The House is eerily quiet as I sneak through it.
I expected to hear shouts of surprise and screams of terror.
I expected to have to hide from groups of patrons, or any number of creations performing in the ritual.
I wonder if the House is hiding me from them, or if it’s Alister.
I push those thoughts from my mind as I step into the foyer leading to the open front door.
Worrying my bottom lip, I pad silently across the floorboards until I am standing on the threshold.
Leaning against the doorway, I watch Sean.
He’s standing against the railing of the stairs leading to the front door.
He has a hand held out in front of him, a single finger pointed at a rock on the ground.
As he curls the finger in a quick motion, the rock flies toward him.
He snatches it easily out of the air, tossing it down in front of him and repeating the whole process.
“How did you do that?” I ask, startling him into dropping the rock.
He grins easily at me, pointing his finger and drawing the rock to him again. “It’s a trick an old friend taught me,” he says, a frown creasing his brow when he mentions his friend, his eyes far off.
“Can you teach me?” I ask, still standing in the doorway. It’s one thing to leave the attic; it’s another entirely to leave the House without Alister.
I learned the hard way to never set foot outside without him.
I was wandering the halls aimlessly when the House deposited me in front of a wide-open door.
The moonlit night was calling my name, and I couldn’t stop myself from strolling out.
Turning, I found the House was a large cabin situated in the middle of the woods.

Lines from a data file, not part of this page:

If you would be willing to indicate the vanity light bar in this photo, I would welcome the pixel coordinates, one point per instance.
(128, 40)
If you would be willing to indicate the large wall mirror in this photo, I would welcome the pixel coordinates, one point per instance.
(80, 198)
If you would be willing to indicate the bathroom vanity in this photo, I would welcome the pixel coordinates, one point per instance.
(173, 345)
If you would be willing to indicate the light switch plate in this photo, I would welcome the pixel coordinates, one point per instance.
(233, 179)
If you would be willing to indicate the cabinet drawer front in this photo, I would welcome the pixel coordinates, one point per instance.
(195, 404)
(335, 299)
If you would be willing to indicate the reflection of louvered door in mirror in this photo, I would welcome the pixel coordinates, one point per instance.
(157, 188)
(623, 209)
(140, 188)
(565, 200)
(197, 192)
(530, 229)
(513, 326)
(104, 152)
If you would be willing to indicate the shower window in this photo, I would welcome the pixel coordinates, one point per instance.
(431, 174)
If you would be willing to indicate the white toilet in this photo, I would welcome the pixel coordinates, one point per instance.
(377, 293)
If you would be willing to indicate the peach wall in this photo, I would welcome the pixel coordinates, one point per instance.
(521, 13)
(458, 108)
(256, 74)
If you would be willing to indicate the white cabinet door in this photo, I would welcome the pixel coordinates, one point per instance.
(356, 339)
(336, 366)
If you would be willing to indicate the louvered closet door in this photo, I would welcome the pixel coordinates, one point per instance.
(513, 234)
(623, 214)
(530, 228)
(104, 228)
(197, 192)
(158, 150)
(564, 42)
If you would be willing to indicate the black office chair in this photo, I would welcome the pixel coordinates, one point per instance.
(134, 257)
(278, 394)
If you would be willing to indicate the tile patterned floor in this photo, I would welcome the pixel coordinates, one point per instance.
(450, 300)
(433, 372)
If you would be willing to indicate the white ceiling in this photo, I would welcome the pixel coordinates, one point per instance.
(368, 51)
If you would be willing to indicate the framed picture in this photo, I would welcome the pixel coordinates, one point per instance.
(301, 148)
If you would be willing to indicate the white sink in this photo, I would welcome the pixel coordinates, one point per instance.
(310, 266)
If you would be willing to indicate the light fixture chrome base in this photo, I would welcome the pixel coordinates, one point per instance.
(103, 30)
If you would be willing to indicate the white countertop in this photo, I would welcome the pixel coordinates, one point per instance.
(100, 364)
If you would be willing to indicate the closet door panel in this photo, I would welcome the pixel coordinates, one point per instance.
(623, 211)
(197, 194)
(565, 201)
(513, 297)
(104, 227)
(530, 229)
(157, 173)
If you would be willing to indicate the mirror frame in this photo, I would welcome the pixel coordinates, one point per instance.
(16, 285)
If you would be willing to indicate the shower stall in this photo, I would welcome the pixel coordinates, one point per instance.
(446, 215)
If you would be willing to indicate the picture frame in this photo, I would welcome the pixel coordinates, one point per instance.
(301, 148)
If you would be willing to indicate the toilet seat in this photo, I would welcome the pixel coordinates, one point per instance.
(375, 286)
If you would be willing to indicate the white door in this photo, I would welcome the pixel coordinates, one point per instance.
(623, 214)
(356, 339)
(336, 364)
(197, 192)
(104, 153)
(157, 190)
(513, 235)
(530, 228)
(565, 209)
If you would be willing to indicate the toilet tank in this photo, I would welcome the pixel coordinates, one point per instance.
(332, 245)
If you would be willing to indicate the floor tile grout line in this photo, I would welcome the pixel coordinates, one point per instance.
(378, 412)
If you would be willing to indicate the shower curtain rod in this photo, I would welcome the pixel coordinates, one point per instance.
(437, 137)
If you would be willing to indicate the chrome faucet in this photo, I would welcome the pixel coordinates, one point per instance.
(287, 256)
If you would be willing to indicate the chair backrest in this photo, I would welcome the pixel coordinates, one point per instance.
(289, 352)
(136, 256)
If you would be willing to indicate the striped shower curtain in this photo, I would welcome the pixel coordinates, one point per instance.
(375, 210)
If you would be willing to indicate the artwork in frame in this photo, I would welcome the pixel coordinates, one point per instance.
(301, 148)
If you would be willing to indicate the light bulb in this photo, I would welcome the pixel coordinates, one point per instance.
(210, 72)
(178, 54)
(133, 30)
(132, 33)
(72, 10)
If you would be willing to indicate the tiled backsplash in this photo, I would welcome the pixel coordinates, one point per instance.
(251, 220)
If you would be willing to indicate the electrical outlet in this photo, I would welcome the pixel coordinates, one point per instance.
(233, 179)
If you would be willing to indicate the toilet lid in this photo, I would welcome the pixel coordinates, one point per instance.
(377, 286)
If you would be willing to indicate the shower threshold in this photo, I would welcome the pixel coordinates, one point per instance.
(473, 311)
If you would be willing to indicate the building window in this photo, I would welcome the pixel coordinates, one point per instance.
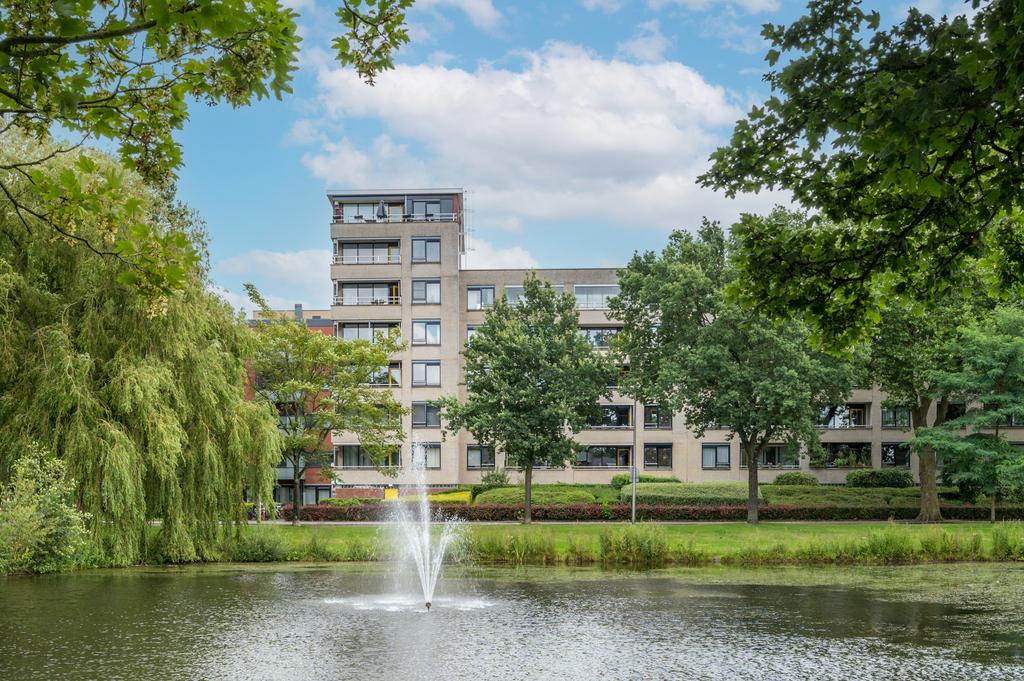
(478, 456)
(896, 417)
(479, 297)
(427, 373)
(774, 456)
(604, 456)
(595, 297)
(896, 455)
(426, 291)
(716, 456)
(371, 331)
(614, 416)
(599, 336)
(845, 416)
(657, 456)
(426, 416)
(353, 456)
(426, 250)
(426, 332)
(843, 455)
(656, 418)
(432, 455)
(369, 293)
(389, 376)
(368, 253)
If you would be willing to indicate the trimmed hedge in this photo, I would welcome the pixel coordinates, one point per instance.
(620, 480)
(880, 477)
(539, 496)
(795, 478)
(686, 494)
(591, 512)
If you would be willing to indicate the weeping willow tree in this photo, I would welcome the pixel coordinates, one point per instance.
(144, 403)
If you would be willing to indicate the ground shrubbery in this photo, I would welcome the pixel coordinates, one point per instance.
(558, 494)
(620, 480)
(41, 529)
(880, 477)
(684, 494)
(795, 478)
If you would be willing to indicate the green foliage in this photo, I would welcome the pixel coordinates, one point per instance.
(690, 349)
(796, 478)
(321, 384)
(637, 546)
(124, 72)
(145, 408)
(258, 545)
(686, 494)
(532, 381)
(904, 142)
(41, 530)
(880, 477)
(619, 480)
(542, 495)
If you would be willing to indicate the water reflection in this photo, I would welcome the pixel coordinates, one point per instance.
(346, 622)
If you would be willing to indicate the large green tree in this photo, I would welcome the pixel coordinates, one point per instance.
(124, 70)
(144, 407)
(320, 384)
(908, 145)
(532, 381)
(988, 378)
(723, 367)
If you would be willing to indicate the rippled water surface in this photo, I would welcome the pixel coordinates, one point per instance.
(357, 622)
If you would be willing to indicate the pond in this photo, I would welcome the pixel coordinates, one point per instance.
(352, 622)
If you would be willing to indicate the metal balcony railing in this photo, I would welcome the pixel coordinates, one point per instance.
(368, 300)
(404, 217)
(383, 259)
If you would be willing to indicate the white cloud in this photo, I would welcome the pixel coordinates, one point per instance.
(565, 135)
(606, 6)
(481, 13)
(648, 44)
(303, 273)
(752, 6)
(482, 254)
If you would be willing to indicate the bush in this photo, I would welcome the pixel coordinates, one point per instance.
(260, 545)
(687, 493)
(41, 530)
(350, 501)
(880, 477)
(541, 495)
(620, 480)
(796, 478)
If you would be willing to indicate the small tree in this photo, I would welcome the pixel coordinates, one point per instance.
(321, 384)
(532, 381)
(989, 378)
(724, 368)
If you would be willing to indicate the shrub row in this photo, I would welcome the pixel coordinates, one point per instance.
(587, 512)
(687, 494)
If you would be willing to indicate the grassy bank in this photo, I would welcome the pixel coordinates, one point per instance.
(728, 544)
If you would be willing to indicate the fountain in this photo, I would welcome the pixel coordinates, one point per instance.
(415, 521)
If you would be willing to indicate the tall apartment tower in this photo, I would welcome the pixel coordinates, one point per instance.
(398, 257)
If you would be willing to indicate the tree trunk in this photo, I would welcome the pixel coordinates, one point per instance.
(527, 494)
(752, 481)
(930, 511)
(296, 495)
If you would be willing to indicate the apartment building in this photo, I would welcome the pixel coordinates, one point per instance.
(397, 264)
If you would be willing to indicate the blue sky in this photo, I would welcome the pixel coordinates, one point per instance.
(577, 127)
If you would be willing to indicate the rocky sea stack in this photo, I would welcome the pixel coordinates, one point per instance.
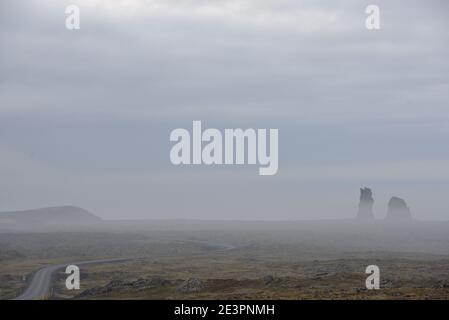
(366, 204)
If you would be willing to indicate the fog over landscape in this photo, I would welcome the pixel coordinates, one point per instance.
(85, 116)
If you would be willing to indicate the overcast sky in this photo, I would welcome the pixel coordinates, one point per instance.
(85, 115)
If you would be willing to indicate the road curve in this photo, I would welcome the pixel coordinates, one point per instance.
(40, 284)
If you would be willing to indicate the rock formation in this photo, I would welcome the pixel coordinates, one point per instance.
(366, 204)
(398, 209)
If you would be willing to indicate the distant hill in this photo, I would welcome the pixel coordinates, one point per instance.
(46, 217)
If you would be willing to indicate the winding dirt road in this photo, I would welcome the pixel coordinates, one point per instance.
(39, 287)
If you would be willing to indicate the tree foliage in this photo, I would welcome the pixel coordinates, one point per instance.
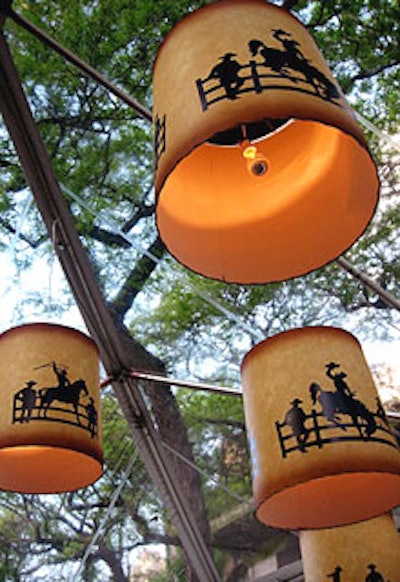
(102, 154)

I suddenly wanted nothing more than to walk the forest at night.
I barely took three steps before Alister was screaming my name, running up behind me and dragging me back inside.
He terrified me that day, yelling at me for hours on end.
It didn’t matter to him how much I sobbed or pleaded.
No amount of hastily repeated apologies or promises to never disobey him again were enough.
He was a man consumed by rage, and I huddled in on myself to weather the storm.
I was an empty husk of myself by the time he stopped yelling.
I was pressed into the far corner of his room, my arms wrapped tightly around my knees, my head pressed into them, a crumpled mess on the floor.
My ears rang in the quiet aftermath of his explosion.
He knelt in front of me. He had to push aside the books and objects he had flung at me, littered on the ground around me. Nothing had struck me, though they came very close. I got the feeling he didn’t want to hurt me; he just wanted to remind me that he could.